Это муж. Положил руку на плечо, ласково и бережно погладил. А она разозлилась. И тут же сорвалась:
– «Успокойся»?! Да, тебе-то что! Не ты ночей не спал! Мучился, вынашивал идею. Не ты руками гнул это проклятое железо, резался до крови, слеп над сваркой! Не ты…
Тут она захлебнулась от возмущения, а муж воспользовался паузой.
– А кто тебя заставлял делать скульптуру из стальных пластин? Выпендриться захотелось? Раньше ты работала с глиной. С мрамором. Чем тебе не угодили шамот, керамика, терракота? Ну, отлила бы ее из бронзы. Потянуло на авангардизм? Не женское это дело: варить. Да что я говорю? – Он махнул рукой. – Разве в тебе осталось хоть что-то от женщины? Ты не женщина, ты – скульптор! Мужской род!
– Зато ты – баба! – не осталась в долгу она. И сжала кулаки. Да, руки у нее не женские. Кисти рук большие, пальцы короткие, подушечки словно расплющены ударом молотка, ногти коротко острижены. Но это для дела. Все в ней – для дела, для любимой работы. А он… – Тебе на меня наплевать! На мои чувства! Я для тебя не женщина, потому что ты уже давно меня не любишь. А любишь только деньги, которые я зарабатываю.
– Ты не забывай: это и мое дело тоже, – обиделся он. – Я в него все свои силы вложил. И время, между прочим. Это я занимался твоими делами, с бухгалтерией договаривался об аренде помещений, о цене на твои скульптуры, наконец.
– Счетовод, – сказала она презрительно.
– Экономист, – поправил он.
– Все равно счетовод!
– Ну, знаешь!
Он обиделся и ушел наверх, в спальню. Их загородный дом – небольшой по размерам, но вместительный. Ничего лишнего и никакой роскоши. Внизу – ее мастерская, гостиная с камином и кухня. Наверху – спальни, крохотная гардеробная. Есть еще летняя веранда, но сейчас дверь туда закрыта наглухо. До апреля, когда станет тепло. Она любит работать в одиночестве, на природе. И кто бы мог подумать, что сюда залезут вандалы!
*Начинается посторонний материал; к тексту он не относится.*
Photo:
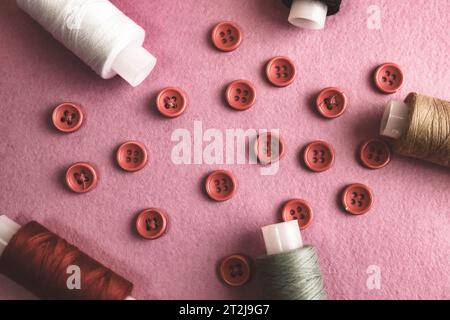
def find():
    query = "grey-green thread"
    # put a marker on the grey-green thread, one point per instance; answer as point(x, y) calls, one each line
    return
point(294, 275)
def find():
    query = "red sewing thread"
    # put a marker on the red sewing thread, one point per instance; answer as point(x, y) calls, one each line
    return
point(38, 259)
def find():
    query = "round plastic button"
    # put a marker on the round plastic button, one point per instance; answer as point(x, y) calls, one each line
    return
point(235, 270)
point(226, 36)
point(331, 102)
point(131, 156)
point(318, 156)
point(375, 154)
point(357, 199)
point(269, 148)
point(281, 71)
point(81, 177)
point(151, 223)
point(389, 77)
point(67, 117)
point(241, 95)
point(298, 209)
point(171, 102)
point(220, 185)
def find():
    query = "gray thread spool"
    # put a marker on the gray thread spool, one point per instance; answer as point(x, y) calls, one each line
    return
point(289, 271)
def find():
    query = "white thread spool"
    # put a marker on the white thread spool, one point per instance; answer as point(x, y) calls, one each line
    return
point(98, 33)
point(308, 14)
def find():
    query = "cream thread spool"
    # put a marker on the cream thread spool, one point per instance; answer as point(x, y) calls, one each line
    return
point(290, 271)
point(420, 126)
point(98, 33)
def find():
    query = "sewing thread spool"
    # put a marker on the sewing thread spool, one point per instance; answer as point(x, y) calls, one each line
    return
point(420, 126)
point(289, 271)
point(98, 33)
point(39, 260)
point(311, 14)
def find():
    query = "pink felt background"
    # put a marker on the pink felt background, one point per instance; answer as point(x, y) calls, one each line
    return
point(407, 233)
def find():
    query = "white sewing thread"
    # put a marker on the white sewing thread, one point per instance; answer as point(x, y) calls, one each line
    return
point(97, 32)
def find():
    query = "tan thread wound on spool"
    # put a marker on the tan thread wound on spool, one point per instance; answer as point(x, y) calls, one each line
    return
point(428, 134)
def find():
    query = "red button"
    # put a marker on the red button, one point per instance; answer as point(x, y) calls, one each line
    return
point(298, 209)
point(151, 223)
point(331, 102)
point(241, 95)
point(226, 36)
point(357, 199)
point(318, 156)
point(375, 154)
point(389, 77)
point(171, 102)
point(281, 71)
point(269, 148)
point(67, 117)
point(131, 156)
point(235, 270)
point(220, 185)
point(81, 177)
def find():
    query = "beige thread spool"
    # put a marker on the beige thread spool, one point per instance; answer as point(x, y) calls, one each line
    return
point(420, 126)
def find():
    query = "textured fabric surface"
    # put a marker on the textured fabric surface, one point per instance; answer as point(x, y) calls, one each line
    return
point(405, 235)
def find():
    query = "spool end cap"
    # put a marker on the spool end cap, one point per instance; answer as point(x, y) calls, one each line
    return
point(308, 14)
point(8, 229)
point(395, 119)
point(134, 64)
point(282, 237)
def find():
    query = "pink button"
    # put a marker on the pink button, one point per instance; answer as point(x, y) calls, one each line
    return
point(389, 78)
point(81, 177)
point(281, 71)
point(375, 154)
point(331, 102)
point(220, 185)
point(67, 117)
point(132, 156)
point(318, 156)
point(269, 148)
point(171, 102)
point(151, 223)
point(226, 36)
point(241, 95)
point(298, 209)
point(357, 199)
point(235, 270)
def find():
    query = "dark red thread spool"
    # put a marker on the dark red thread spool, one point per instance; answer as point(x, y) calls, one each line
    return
point(38, 260)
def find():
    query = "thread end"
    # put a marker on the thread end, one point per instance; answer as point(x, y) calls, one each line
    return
point(134, 64)
point(308, 14)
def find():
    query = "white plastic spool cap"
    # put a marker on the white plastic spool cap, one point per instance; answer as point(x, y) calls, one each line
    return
point(282, 237)
point(8, 228)
point(134, 64)
point(308, 14)
point(395, 119)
Ничего ведь не украдено! Лишь Лимбо убита.
Она с тоской посмотрела на почти бесформенный кусок железа. Которое когда-то было женщиной. Черной, как ночь. Потому что это Лимбо. Африканка. Какие у нее были чувственные губы! А грудь! А какие руки! Муж ворчал: «Почему ты всегда промахиваешься с руками? То они у тебя какой-то невероятной, нечеловеческой длины, то одна короче другой. Попробуй это продать!»
– Ложь, – сказала она вслух.
Руки у Лимбо были замечательные. Да, длинные. Зато какие выразительные! Над каждым пальчиком она трудилась особо. Над каждым ноготком. И что от всего этого осталось? Груда железа! Муж прав: надо было отлить Лимбо из бронзы, покрыть патиной. Тогда бы она не была такой относительно легкой по весу и пустой внутри. И вандал бы с ней так легко не справился. Она стиснула зубы и застонала. Пепел внутри ожил, собираясь в ком, который в итоге застрял в горле. Как же больно-то! Как больно!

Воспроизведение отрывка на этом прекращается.